Moises has 3 nominations to the Brazilian International Press Awards, in 2022 he scored the second place at the Cleveland Power of Sport Summit-Sport Song Competition during the All Star Games, In 2020 he was a finalist of the BDOLive Song Festival, a nationwide original music contest scoring the fourth place.
Borges has performed at the Rock and Roll Hall of Fame, Severance Hall and Cleveland's Play House Square. He often performs at area outdoor festivals and Jazz Clubs on a regular basis.
Since he moved to Cleveland in 1999 Moises, who is mixed with Brazilian Indigenous and African descendants, noticed among the local youth a lack of information on other cultures and their artistic expressions. Based on that feeling is why In 2018 he founded the ABCAI-Afro Brazilian Cultural Appreciation Initiative, a series of interactive educational experiences aimed at spreading awareness about Afro Brazilian culture and tradition in schools, communities and public events throughout Northeast Ohio.
In 2019 with a grant from the Cleveland Foundation through Food Strong, Moises did his first ABCAI Afro Brazilian Culture
Appreciation Initiative - High school presentation in East Cleveland at Iowa Maple Elementary School.
In 2020 His experience with the Karamu House Residency’s Discussion Panels was very rewarding, as it helped to inform all about the richness of Afro-Brazilian culture online through Zoom, showing discussion panels on Capoeira, samba dancing, Orishas, percussion and culinary.
Also in 2020 Moises created the event “For the love of Art and Dance” an exhibition of visual art and music from the heart of Cleveland’s dancing community at the Negative Space Art Gallery, featuring live painting of movements of dancers, at the same time featuring the art done by local visual artists from the dancing community itself. In the same year he did two radio talks at NPR IdeaStream and two TV shows in Cleveland.
In 2020 and 2021 during the pandemics Moises did three public fundraisers with matching funds from CAC through IOBY, reaching the goals before the event’s day. Those fundraisers were for financial help to the Side Musician, the one who cannot play a gig alone, like a drummer or horn player. He thought they needed financial help and the community agreed, it was done as a drive-in-concert in a big church parking lot in Shaker Hts, the First Unitarian Universalist Church of Cleveland.
Also in 2020 and 2021 throughout the summer days, Moises did a series of “Front Lawn Concerts” for free in the neighborhoods, bringing live music to the people and performing about 70 concerts outside in each year. He thought that with the closure of all stages of the city as a consequence of the pandemics, all the houses' front lawns became a potential performing area. With all the musicians in town available, jobless, and the audience already at home in lockdown, the “Front Lawn Concerts” project was a great success.
In 2021 with a grant from CAC through Julia De Burgos, Moises laid around 2 miles of optical fiber through the jungle in order to feed internet to the top of a mountain, he interviewed his mother’s indigenous ethnicity community in Brazil through Zoom, showing the local participants their lifestyle in the woods, with Q&A in all four interviews.

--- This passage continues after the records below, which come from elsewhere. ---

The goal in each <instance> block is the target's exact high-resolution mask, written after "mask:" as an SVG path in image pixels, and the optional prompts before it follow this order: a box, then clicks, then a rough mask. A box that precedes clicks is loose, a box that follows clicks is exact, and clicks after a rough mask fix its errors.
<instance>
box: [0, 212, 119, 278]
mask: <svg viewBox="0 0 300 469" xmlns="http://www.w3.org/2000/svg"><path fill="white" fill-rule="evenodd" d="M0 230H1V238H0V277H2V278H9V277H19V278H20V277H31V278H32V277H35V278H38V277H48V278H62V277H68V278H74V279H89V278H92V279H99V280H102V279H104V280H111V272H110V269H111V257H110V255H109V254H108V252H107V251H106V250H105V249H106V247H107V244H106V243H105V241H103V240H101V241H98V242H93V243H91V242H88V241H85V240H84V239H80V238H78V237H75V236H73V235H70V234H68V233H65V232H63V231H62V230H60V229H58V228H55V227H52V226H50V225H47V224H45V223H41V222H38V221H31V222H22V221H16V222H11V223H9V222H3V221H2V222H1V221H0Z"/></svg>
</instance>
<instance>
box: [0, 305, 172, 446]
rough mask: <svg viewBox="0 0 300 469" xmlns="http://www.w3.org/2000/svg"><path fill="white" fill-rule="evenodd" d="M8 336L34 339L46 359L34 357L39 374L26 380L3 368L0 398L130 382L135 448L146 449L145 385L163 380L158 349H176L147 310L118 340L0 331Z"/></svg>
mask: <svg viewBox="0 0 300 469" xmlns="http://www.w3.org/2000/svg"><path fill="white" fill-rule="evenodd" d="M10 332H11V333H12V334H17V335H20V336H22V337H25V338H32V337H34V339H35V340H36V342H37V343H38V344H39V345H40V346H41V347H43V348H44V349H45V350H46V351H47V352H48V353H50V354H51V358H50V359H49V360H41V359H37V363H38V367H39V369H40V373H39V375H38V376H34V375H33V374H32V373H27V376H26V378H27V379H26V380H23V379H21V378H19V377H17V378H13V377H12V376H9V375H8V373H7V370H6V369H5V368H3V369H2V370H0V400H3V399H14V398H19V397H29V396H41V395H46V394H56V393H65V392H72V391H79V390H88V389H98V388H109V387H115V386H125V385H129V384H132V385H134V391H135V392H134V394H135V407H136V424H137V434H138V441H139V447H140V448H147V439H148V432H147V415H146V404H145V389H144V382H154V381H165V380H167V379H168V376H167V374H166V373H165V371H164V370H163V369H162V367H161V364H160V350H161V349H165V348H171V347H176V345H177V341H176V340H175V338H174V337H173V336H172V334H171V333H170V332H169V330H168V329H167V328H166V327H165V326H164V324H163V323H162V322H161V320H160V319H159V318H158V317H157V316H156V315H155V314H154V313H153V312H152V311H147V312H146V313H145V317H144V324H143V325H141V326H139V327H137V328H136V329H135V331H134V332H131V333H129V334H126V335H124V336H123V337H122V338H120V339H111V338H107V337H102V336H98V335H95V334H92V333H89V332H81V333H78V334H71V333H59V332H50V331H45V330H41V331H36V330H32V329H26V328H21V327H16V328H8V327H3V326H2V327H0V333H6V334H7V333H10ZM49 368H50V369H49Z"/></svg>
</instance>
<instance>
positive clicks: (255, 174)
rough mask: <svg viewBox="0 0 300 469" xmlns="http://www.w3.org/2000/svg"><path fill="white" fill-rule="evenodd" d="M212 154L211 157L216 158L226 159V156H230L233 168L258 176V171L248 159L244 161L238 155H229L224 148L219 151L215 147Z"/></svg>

This was done for the Hispanic Heritage Month, with focus on sustainability, herbal medicine, cultural dances, rituals, hunting techniques, culinary and body painting.
The potential of inspiration and creativity from the Pataxó's indigenous ethnicity’s colorful culture where his mom is from is vast, and for him it is worth it to share with the community. Participants in the proposed Zoom panel could easily absorb, reinvent or rework the artistic expressions that they were exposed to and they now have the cultural knowledge behind the art. This entertaining panel certainly helped to promote social, political and cultural responsiveness.
Indigenous people from anywhere in the Americas are an integral part of the Latino’s cultural and biological background. As Puertorican and Mexican ancestries are more known to the Latino community in Cuyahoga County, bringing this project to life helped to foster cultural pride and art appreciation, it also served the Latino youth and their families by building a bridge to decrease the imbalance of knowledge in between the Latino ethnicities by showing the Brazilian side of it, it helped them to be acquainted with its South American ancestries, at the same time it exposed our local community to a different, lesser know Latin American culture, it helped people to see a common experience of all Latino people to have indigenous ancestry, it helped to promote a broader understanding of Latino culture and show more diversity, it helped to inspire the youth to awaken critical thinking to preserve, educate and promote the Latino heritage.
Being an enthusiastic sharer of his Afro/Indigenous/Brazilian culture, Moises is a Clevelander eager to continuously aim to broaden the audience to his culture and music, to write and perform live music, to share the power of music to create community in a multicultural context, to educate about Brazilian culture in schools and to help the community to appreciate it.